Environmental Factors
The companies should be informed about the prices on the market, to make good prices. It's not allowed to make price-fixing arrangements with other companies. To prevent price wars, the product shouldn't be set too low or too high, because this can be checked from the Consumer authority. That may not be in the best interest of either side. It's also not allowed to make dumping.

Pricing Objectives
To determine the optimal pricing, the following steps must be obeyed (=befolgen).

· Current profit maximization - to maximize the current profit, you have to look to your revenues and try to keep your costs lower. But this is not the key for maximizing the profit for a longer time.

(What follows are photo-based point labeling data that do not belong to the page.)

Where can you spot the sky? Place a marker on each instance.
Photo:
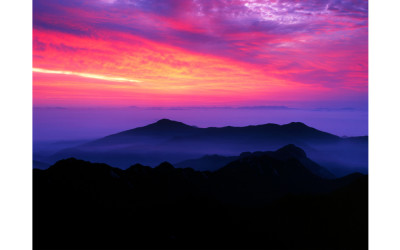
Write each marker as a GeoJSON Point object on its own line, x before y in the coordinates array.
{"type": "Point", "coordinates": [119, 53]}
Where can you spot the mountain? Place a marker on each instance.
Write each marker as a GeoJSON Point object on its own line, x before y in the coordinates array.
{"type": "Point", "coordinates": [257, 201]}
{"type": "Point", "coordinates": [215, 162]}
{"type": "Point", "coordinates": [173, 141]}
{"type": "Point", "coordinates": [207, 162]}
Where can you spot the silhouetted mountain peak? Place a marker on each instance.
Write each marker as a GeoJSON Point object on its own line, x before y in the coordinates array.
{"type": "Point", "coordinates": [292, 150]}
{"type": "Point", "coordinates": [296, 125]}
{"type": "Point", "coordinates": [169, 123]}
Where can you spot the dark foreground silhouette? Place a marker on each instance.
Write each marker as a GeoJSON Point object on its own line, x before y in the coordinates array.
{"type": "Point", "coordinates": [258, 201]}
{"type": "Point", "coordinates": [176, 142]}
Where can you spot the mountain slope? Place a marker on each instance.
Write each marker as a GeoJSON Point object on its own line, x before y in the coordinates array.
{"type": "Point", "coordinates": [254, 202]}
{"type": "Point", "coordinates": [173, 141]}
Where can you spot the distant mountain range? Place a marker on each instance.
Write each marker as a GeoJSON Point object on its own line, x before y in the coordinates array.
{"type": "Point", "coordinates": [176, 142]}
{"type": "Point", "coordinates": [263, 200]}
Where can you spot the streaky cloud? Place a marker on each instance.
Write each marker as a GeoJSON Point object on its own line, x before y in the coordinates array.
{"type": "Point", "coordinates": [86, 75]}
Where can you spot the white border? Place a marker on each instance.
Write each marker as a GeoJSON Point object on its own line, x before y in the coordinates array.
{"type": "Point", "coordinates": [16, 125]}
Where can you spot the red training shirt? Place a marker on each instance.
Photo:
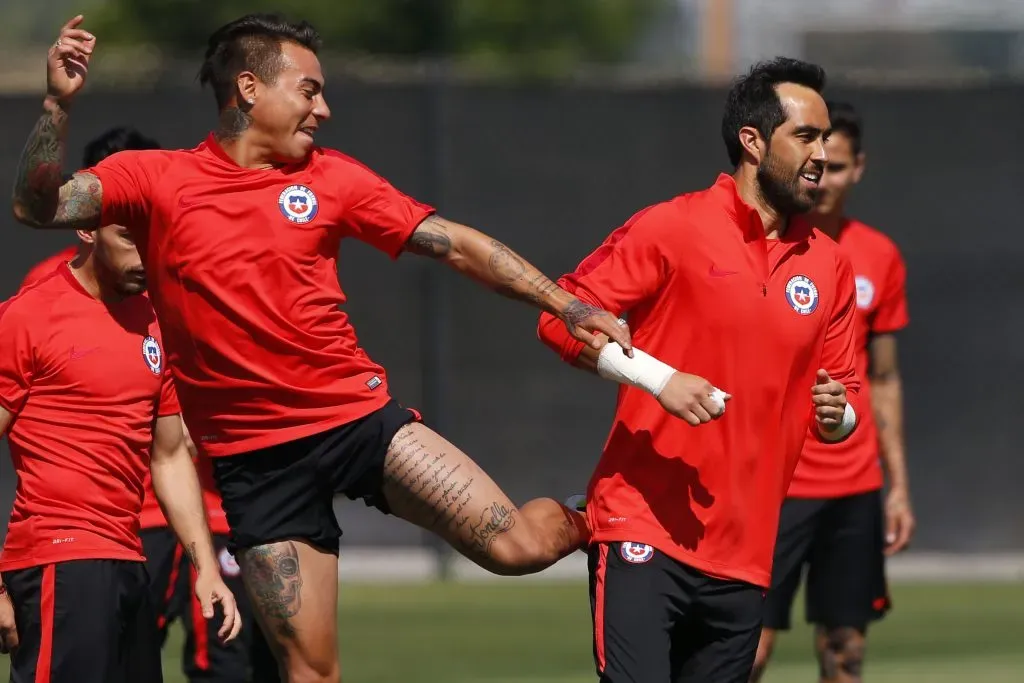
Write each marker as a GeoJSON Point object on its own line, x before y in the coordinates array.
{"type": "Point", "coordinates": [833, 470]}
{"type": "Point", "coordinates": [85, 382]}
{"type": "Point", "coordinates": [242, 265]}
{"type": "Point", "coordinates": [708, 294]}
{"type": "Point", "coordinates": [45, 267]}
{"type": "Point", "coordinates": [153, 516]}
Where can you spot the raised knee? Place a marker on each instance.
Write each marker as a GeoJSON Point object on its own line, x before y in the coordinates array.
{"type": "Point", "coordinates": [313, 672]}
{"type": "Point", "coordinates": [765, 648]}
{"type": "Point", "coordinates": [520, 554]}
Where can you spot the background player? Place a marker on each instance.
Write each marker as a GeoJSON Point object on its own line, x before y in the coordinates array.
{"type": "Point", "coordinates": [833, 523]}
{"type": "Point", "coordinates": [734, 286]}
{"type": "Point", "coordinates": [171, 574]}
{"type": "Point", "coordinates": [89, 407]}
{"type": "Point", "coordinates": [205, 657]}
{"type": "Point", "coordinates": [240, 238]}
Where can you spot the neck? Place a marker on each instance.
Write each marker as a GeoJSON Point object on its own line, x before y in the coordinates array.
{"type": "Point", "coordinates": [829, 223]}
{"type": "Point", "coordinates": [750, 191]}
{"type": "Point", "coordinates": [240, 141]}
{"type": "Point", "coordinates": [85, 272]}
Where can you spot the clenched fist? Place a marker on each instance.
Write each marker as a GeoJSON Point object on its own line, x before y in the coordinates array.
{"type": "Point", "coordinates": [828, 397]}
{"type": "Point", "coordinates": [68, 60]}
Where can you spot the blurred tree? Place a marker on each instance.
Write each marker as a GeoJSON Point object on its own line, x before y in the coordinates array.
{"type": "Point", "coordinates": [532, 35]}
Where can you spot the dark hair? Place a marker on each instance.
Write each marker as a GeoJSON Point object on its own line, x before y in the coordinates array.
{"type": "Point", "coordinates": [846, 120]}
{"type": "Point", "coordinates": [114, 140]}
{"type": "Point", "coordinates": [251, 43]}
{"type": "Point", "coordinates": [753, 99]}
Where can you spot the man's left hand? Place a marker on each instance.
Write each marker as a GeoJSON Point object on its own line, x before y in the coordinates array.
{"type": "Point", "coordinates": [899, 520]}
{"type": "Point", "coordinates": [828, 397]}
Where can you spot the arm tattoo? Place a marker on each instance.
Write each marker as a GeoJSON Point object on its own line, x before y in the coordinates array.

· Current revenue maximization - to maximize the current revenue, you have to increase the market share, lowering your costs. So you can maximize your revenue from long-term profits.

· Maximize quantity - to maximize the quantity, you have to decrease long-term costs by maximizing the number of units sold and/or the number of customers served.

· Maximize profit margin - try to maximize the unit profit margin, recognizing that quantities will be low.

· Quality leadership - use price to signal that you have high quality and try to position the product as the quality leader.

· Partial cost recovery - an organization that has other revenue sources may seek only partial cost recovery.

· Survival - in situations such as market decline and overcapacity, the goal may be to select a price that will cover costs and permit the firm to remain in the market. In this case, survival may take a priority over profits, so this objective is considered temporary.

· Status quo - the firm has to find a price stabilisation in order to prevent price wars and they have to get an average profit level.


For new products it is very important to try to maximize the market share and the profit margin.


Pricing Methods

Cost-oriented pricing: you have to be informed about the whole costs from your product. The costs are divided in fixed (rent, wages) and variable (wood, oil) costs, into unit costs and total costs, in direct costs and overhead costs.

BREAK even POINT analysis: finds out, how large the sales volume must be, to come into the profit area.

Demand-oriented pricing: considers first the price conceptions of the customers. A high price is justified by the additional benefit of the product.

Competition-oriented pricing: addresses itself to the industry price; Price leader out.


Further Price Strategies:

Psychological price fortress: Impression of the scarce calculation is aroused.

High price strategy: Product aims at customers with elevated requirements.

Low price strategy: Product aims at price-conscious customers.

Market absorption politics: High prices during the introduction on the market

Market penetration politics: Low prices during introduction on the market.


Price Discounts
The normally quoted price to end users is known as the list price. Every salesman has a financial scope when he offers a product. There are some different kinds of discounts:

· Quantity discount offered to customers who purchase in large quantities.

· Cumulative quantity discount - offered to customers who purchase in large quantities over the year.

· Seasonal discount - offered to customers who purchase early. for example: advance sale of ski tickets

· Cash discount - extended to customers who pay their bill before a specified date.

· Trade discount - offered to retailers, who maybe can't buy in the same dimension as others.

· Promotional discount - a short-term discounted price offered to stimulate sales.